26. But the human mind will not refrain from speculation, and this brings us to the second method in which a belief regarding a future state may be held. It may be held after a mode determined by speculations regarding the possible conditions of a future state. Such speculations may of course take every variety of form, but yet there are three well-defined classes into which they naturally group themselves:—
In the first place, we have the doctrine of an ethereal state, which may or may not be eternal;
Secondly, we have the doctrine of a bodily existence, which may or may not be eternal; and,
In the third place, we have the doctrine that a future state is inconceivable or impossible.
27. The first of these beliefs was probably held by a portion of the Egyptians, Greeks, and Romans, and by most of the Jews. It was likewise held by many amongst the eastern nations. It formed indeed one of the two ways of imagining a future state, but it was of a very vague and dreary nature; and from the passage of Homer already quoted ([Art. 14]), we realise the longing supposed to be felt by the inhabitants of such a place to escape into a more substantial region. Unquestionably it was not a place in which practical men like the Jews, for instance, would wish to dwell, and yet no doubt it had great attraction for minds of a visionary and ecstatic nature, who held matter to be the source of evil.
The return of the soul to its divine original, an Egyptian doctrine, the entrance into Nirvâna, proclaimed by Buddha, and the absorption into Buddha himself, proclaimed by some of his followers, are all proofs that a doctrine of this nature has peculiar fascinations for a dreamy order of minds.
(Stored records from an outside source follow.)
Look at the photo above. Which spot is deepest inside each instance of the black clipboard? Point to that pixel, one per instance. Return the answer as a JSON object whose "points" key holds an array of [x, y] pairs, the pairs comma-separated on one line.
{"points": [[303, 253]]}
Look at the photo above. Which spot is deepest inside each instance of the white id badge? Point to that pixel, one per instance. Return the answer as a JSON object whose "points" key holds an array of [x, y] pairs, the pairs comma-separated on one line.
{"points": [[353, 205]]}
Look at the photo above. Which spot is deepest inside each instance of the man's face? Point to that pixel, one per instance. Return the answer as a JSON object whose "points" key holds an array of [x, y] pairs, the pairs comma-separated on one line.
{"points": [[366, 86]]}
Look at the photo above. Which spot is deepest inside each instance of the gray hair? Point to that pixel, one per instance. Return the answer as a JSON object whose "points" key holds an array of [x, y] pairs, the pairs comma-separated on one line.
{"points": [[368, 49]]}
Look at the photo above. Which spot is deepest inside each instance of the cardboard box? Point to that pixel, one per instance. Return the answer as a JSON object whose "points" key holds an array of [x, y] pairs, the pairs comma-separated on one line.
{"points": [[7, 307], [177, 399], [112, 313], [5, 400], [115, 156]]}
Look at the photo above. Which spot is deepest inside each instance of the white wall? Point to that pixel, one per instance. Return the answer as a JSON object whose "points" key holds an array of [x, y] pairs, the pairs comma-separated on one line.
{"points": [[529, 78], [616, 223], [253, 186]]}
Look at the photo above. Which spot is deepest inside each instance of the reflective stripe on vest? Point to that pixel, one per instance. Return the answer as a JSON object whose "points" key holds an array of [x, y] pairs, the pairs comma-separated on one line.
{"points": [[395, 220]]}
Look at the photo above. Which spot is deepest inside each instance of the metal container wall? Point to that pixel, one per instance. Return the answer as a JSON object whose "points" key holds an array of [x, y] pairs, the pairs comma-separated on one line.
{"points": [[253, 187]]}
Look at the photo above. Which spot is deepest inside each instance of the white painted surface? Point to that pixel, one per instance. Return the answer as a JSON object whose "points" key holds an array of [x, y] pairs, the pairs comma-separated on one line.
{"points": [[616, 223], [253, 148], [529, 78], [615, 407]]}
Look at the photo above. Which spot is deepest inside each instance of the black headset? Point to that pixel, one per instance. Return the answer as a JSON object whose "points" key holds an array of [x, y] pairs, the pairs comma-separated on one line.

Nor must we analyse too rigidly the exact meaning and tendency of such doctrines, inasmuch as we cannot easily enter into the real feelings of those who propounded them, and who probably entertained conceptions which cannot adequately be expressed in words.
28. Coming now to the belief in a bodily future existence, it is remarkable that the doctrine of a transmigration of souls was extensively prevalent among all the nations we have named, if we except the Jews. It was believed in, as we have seen, by a large class of the Egyptians; it was introduced into Greece by Pythagoras and his followers; it is considered to have been from time immemorial a common property of the various religions of the extreme East; and it is recorded by Cæsar that the Druids believed in the same doctrine, although they confined the transmigration to human bodies.